Pod koniec XX wieku na rynku pojawiły się dwie ważne prace politologiczne, których autorzy przedstawiali swoje wizje przyszłości stosunków międzynarodowych po zakończeniu „zimnej wojny” i rozpadzie Związku Radzieckiego. Chodzi oczywiście o Francisa Fukuyamę i „Koniec historii” oraz Samuela Huntingtona i jego „Zderzenie cywilizacji”. Były to wizje bardzo od siebie różne. Pierwsza głosiła ostateczne zwycięstwo demokracji i zapowiadała czasy pokoju, druga natomiast wieszczyła nasilające się starcia pomiędzy różnymi kulturami i cywilizacjami, ze szczególnym naciskiem na starcie cywilizacji islamu z Zachodem.
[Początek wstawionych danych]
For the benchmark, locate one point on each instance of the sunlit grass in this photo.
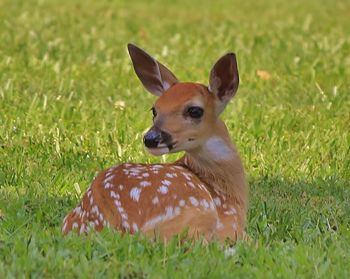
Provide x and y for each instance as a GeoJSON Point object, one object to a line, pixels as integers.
{"type": "Point", "coordinates": [70, 105]}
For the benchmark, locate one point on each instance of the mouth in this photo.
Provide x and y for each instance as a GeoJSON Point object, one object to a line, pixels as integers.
{"type": "Point", "coordinates": [161, 149]}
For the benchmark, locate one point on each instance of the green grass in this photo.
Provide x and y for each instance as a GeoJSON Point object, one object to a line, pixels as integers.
{"type": "Point", "coordinates": [71, 105]}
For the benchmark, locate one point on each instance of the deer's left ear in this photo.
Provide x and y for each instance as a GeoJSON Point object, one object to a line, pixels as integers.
{"type": "Point", "coordinates": [224, 80]}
Koncepcja Fukuyamy została dość szybko odrzucona przez wszystkie wojny i konflikty lat 90. i początku XXI wieku. Te same konflikty, szczególnie na bliskim wschodzie, i wzrost aktywności terrorystów spowodowały dużą popularność tez stawianych przez Huntingtona. Jest ona jednak na tyle kontrowersyjna, że oprócz wielu zwolenników miała tak samo wielu przeciwników. Wyrazem innego spojrzenia na postawiony przez Huntingtona problem jest niniejsza książka – „Spotkanie cywilizacji” autorstwa dwóch Francuzów. Główną jej tezą jest stwierdzenie, że świat muzułmański od Maroka aż do Indonezji wcale nie dąży do starcia z Zachodem, ale wręcz przeciwnie: zachodzą w nim zmiany i procesy modernizacyjne, które go do tego Zachodu upodabniają, a obecny wzrost przemocy pod różnymi formami jest wyłącznie charakterystyczną cechą czasu przemian.
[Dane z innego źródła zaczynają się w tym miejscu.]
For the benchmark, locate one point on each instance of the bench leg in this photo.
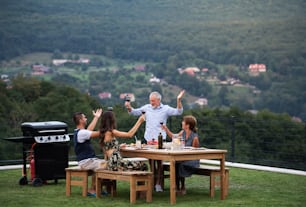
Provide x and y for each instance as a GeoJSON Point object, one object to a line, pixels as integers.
{"type": "Point", "coordinates": [149, 189]}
Dla udowodnienia swojej tezy autorzy odwołali się właściwie tylko do jednego aspektu całej sprawy – demografii. Powszechne w Europie jest wyobrażenie o tym, jak wysoką rozrodczość mają muzułmanie i że w przyszłości właśnie dzięki wysokiemu przyrostowi naturalnemu zdominują Europejczyków. Autorzy uważają i udowadniają, że jest inaczej. Według ich badań dzietności wśród muzułmanów stale się zmniejsza. Oczywiście jest to bardzo skomplikowana struktura i poszczególne rejony świata islamskiego znacznie się od siebie różnią – na przykład Arabia Saudyjska jest w znacznie innej sytuacji niż kraje wchodzące niegdyś w skład Związku Radzieckiego, ale ogólny trend wskazuje na zmniejszanie się liczby dzieci.
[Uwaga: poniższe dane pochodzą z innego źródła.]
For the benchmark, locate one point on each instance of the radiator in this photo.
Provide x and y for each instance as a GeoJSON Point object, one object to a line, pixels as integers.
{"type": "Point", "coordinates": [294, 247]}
Recenzja nie jest odpowiednim miejscem do tego, abym przytaczał całą argumentację autorów, więc powiem tylko tyle, że poruszają także kwestie, czy dana kultura jest matrylinearna czy patrylinearna, pozycję kobiet w danym społeczeństwie, współczynniki analfabetyzmu wśród poszczególnych grup społecznych i wiele innych czynników demograficznych. Jednocześnie jest to także mój zarzut w stosunku do tej książki, że autorzy koncentrują się wyłącznie na tym jednym zjawisku. Oczywiście według nich jest to kwestia kluczowa, za pomocą której da się wyjaśnić wszystko, jednak moim zdaniem na sprawę należałoby popatrzeć jeszcze szerzej, dzięki czemu autorzy mogliby naprawdę przekonać czytelnika, że te pozostałe aspekty nie są tak istotne, aby mogły wpłynąć na zmiany wynikające z demografii.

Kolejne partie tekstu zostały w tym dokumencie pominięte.